Monday, 15 November 2021

The Battle for the Rig Veda and Sanskrit

The Europeans are capable of weaponizing anything, even ancient religious texts. In the late eighteenth century, they became aware of the Rig Veda, and within a century they had weaponized several of its concepts and verses. The Rig Veda is the oldest Vedic text—it has been revered as a holy text by the Hindus of South Asia for more than 3500 years. The story of the European weaponization of the concepts and verses of Rig Veda begins in 1783 when Sir William Jones, a British judge in India, decided to learn Sanskrit. 

By 1786, Jones had reached a startling conclusion, which he expressed in a line that is often quoted: 

“The Sanskrit language, whatever be its antiquity, is of a wonderful structure; more perfect than the Greek, more copious than the Latin, and more exquisitely refined than either, yet bearing to both of them a stronger affinity, both in the roots of verbs and the forms of grammar, than could possibly have been produced by accident; so strong indeed, that no philologer could examine them all three, without believing them to have sprung from some common source, which, perhaps, no longer exists.” 

Jones concluded that Sanskrit had originated from an ancient parent language (Proto-Indo-European) which gave rise to Greek and Latin. He posited that Persian, Celtic, and German too were linked to the same parent language. His theory of a civilization that spoke an ancient language called Proto-Indo-European led many scholars in Europe and India to ask such questions: Who were the people who spoke this language? Where did they live? Where was the Rig Veda composed? 

Germany was in the middle of an intense Romantic movement in those days—and some German scholars proclaimed that Germany was the home of the ancients who spoke the parent language. 

The Rig Veda talks about the Aryans who are people of divine virtues and great abilities. In Europe, the term “Aryan” was appropriated to refer to the ancient European master race who brought civilization to mankind. In his 1916 book, The Passing of the Great Race, American author Madison Grant claimed that the Nordic people (British, Scots, Irish, and German) were the descendants of the original Aryans, and that America was meant to be an Aryan homeland. (This book was a bestseller, and was praised by Hitler.) 

The Europeans associated the term “Aryan” with racial purity even though the Rig Veda does not preach racial purity. Most verses in the Rig Veda are focused on cosmology, history, moral values, and the right ways of performing prayers and sacrifices.

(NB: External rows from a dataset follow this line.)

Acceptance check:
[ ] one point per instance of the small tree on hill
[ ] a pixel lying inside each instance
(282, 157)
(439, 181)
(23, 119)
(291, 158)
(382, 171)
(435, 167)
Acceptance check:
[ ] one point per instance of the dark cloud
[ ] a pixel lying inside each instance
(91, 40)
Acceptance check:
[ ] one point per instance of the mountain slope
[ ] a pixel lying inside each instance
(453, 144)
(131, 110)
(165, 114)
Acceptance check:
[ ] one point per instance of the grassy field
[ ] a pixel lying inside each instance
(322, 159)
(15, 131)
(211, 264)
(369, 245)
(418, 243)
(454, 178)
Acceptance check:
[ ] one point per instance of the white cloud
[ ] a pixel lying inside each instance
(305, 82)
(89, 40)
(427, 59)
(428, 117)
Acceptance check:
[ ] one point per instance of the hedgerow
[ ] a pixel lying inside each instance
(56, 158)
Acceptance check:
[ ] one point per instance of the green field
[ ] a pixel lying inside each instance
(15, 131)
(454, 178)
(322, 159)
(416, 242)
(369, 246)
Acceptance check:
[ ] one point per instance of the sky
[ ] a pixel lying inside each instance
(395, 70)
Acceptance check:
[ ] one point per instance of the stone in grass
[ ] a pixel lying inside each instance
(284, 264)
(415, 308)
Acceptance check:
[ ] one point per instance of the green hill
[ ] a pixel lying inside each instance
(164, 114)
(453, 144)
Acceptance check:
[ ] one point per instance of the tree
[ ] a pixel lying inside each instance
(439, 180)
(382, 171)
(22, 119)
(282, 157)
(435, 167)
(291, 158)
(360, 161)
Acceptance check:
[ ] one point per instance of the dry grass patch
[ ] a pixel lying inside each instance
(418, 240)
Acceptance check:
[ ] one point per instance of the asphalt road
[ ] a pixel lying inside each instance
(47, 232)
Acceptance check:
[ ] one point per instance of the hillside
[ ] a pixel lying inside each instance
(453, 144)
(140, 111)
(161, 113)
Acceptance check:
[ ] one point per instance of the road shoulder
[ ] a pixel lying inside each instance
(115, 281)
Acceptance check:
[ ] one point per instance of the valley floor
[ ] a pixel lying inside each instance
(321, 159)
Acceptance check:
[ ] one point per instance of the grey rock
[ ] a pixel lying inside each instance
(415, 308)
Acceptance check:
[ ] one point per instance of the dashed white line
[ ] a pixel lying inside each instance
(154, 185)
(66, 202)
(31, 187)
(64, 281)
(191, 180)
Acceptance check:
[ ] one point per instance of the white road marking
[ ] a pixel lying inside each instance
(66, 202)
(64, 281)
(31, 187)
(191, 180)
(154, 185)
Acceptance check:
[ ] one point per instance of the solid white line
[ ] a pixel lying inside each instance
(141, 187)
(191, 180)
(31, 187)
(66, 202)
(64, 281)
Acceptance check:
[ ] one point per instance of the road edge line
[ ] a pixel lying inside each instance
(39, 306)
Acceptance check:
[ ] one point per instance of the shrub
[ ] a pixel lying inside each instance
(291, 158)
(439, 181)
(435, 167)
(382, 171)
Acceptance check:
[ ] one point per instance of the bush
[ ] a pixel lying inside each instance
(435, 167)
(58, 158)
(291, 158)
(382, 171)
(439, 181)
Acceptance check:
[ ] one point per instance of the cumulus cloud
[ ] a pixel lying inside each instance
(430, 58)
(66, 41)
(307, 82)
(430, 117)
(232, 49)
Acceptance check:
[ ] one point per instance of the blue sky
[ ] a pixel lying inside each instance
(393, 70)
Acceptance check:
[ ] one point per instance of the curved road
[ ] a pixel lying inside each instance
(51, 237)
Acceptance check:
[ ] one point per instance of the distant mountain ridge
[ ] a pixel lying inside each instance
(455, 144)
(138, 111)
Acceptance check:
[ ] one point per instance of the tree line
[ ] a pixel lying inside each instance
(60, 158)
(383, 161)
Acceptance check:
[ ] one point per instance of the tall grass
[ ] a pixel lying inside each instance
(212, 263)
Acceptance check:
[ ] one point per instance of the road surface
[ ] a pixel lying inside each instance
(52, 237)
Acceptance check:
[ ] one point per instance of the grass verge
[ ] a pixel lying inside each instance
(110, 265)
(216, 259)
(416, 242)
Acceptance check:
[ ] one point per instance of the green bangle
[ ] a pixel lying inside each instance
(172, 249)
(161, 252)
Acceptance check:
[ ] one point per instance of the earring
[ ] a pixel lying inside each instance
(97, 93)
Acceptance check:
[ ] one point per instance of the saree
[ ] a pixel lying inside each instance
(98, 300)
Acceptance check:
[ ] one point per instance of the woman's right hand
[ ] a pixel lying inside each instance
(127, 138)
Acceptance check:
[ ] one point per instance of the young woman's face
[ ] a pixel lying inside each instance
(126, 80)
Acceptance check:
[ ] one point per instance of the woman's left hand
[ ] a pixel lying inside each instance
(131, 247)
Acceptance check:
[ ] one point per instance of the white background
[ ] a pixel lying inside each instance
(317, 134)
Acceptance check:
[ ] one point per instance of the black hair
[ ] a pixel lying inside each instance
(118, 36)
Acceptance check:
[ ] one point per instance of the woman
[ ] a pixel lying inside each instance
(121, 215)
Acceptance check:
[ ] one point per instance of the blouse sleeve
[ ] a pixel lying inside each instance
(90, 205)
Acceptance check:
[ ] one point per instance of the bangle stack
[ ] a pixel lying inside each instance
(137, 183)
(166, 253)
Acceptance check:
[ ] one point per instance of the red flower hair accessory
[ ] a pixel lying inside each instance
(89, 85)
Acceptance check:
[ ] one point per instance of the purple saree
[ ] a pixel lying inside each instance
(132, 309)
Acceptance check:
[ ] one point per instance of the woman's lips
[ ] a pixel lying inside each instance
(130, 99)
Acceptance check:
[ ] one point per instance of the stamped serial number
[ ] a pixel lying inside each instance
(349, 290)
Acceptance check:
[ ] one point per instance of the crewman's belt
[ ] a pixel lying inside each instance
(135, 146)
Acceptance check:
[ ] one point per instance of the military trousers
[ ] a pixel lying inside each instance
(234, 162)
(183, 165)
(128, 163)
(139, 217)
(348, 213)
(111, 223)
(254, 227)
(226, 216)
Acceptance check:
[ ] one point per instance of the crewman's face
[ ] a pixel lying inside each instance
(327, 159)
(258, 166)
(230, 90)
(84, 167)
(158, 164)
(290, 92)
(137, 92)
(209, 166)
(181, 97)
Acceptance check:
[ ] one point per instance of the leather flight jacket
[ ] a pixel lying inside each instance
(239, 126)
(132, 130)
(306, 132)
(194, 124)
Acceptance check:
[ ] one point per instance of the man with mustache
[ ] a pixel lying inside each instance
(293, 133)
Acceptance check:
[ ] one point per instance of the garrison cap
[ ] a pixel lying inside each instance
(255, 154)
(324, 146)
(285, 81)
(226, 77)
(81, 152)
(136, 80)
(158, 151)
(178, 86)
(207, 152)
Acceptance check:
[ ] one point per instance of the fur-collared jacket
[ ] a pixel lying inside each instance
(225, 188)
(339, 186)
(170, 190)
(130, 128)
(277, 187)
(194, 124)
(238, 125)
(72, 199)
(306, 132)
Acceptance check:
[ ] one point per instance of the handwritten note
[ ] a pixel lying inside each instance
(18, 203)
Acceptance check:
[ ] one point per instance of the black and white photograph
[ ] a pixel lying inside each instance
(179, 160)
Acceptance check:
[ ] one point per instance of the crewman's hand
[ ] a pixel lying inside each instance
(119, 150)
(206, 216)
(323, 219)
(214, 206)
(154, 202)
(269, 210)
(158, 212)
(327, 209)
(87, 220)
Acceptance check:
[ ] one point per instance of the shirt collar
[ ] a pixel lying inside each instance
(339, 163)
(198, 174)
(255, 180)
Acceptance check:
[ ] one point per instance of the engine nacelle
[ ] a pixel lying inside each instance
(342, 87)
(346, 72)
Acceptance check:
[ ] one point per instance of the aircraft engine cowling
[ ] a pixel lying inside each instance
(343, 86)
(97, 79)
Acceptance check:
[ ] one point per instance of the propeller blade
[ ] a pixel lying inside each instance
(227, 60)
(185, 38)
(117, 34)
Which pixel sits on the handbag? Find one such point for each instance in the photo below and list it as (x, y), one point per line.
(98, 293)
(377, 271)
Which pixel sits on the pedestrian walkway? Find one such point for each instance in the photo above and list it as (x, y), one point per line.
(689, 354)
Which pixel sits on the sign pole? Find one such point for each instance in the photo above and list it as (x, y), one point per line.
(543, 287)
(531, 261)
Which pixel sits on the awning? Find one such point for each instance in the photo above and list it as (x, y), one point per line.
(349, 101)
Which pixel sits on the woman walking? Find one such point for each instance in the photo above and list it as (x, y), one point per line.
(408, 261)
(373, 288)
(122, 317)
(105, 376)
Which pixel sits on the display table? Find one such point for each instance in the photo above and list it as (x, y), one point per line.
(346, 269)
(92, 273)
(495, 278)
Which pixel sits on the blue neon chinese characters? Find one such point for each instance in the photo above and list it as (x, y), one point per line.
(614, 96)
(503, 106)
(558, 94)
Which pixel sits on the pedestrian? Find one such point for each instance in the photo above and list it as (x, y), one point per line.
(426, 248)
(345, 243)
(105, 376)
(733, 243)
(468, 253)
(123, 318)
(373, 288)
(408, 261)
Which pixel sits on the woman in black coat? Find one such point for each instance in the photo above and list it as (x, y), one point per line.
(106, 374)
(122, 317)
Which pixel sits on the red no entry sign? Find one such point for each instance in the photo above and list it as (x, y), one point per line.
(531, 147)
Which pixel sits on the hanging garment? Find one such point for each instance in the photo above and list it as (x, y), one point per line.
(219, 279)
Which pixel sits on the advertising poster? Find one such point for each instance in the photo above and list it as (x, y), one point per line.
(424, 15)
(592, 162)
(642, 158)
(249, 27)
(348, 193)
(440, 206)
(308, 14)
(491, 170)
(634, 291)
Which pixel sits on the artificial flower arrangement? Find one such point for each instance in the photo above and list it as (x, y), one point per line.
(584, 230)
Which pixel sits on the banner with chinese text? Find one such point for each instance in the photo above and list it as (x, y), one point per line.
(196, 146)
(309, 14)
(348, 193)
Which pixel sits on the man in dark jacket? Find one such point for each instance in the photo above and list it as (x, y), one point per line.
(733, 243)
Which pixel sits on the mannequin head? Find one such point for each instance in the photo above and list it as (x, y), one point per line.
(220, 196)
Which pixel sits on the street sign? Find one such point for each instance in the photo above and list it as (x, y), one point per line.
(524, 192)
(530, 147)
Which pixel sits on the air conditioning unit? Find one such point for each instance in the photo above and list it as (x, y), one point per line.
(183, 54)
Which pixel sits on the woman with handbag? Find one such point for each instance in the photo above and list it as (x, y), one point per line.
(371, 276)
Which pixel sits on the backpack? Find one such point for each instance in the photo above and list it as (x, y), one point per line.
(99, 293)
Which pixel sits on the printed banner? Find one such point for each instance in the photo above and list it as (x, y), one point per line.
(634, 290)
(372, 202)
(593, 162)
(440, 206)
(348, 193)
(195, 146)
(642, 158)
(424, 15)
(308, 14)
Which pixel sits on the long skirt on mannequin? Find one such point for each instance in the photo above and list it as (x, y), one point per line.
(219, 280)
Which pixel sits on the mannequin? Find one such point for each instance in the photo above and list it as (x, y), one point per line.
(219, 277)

Grant warned against the weakening of the superior American (Aryan) bloodline by interbreeding with inferior races. In the category of inferior races, he included the Jews, Czechs, Poles, and Italians. Some German scholars started arguing that there was a connection between the Rig Veda’s conception of Aryans and Plato’s discussion of Atlantis. They said that the German Aryans were the original inhabitants of the Platonic Atlantis and that they were the original speakers of the ancient language which had given rise to Sanskrit, Greek, Latin, and other languages. 

In the 1930s, the Nazis of Germany adopted the Hindu Swastika as a symbol for their movement. But the Swastika has nothing to do with Nazism. It has served as a Hindu symbol for divinity and spirituality since 1000 BC. It is often used in Hindu marriage ceremonies. In the Vedas, there are several references to the word “Swasti”. The Swastika is mentioned in Pāṇini’s Ashtadhyayi and other Hindu texts. The Buddhist and Jain movements have used the Swastika for their religious rituals since ancient times.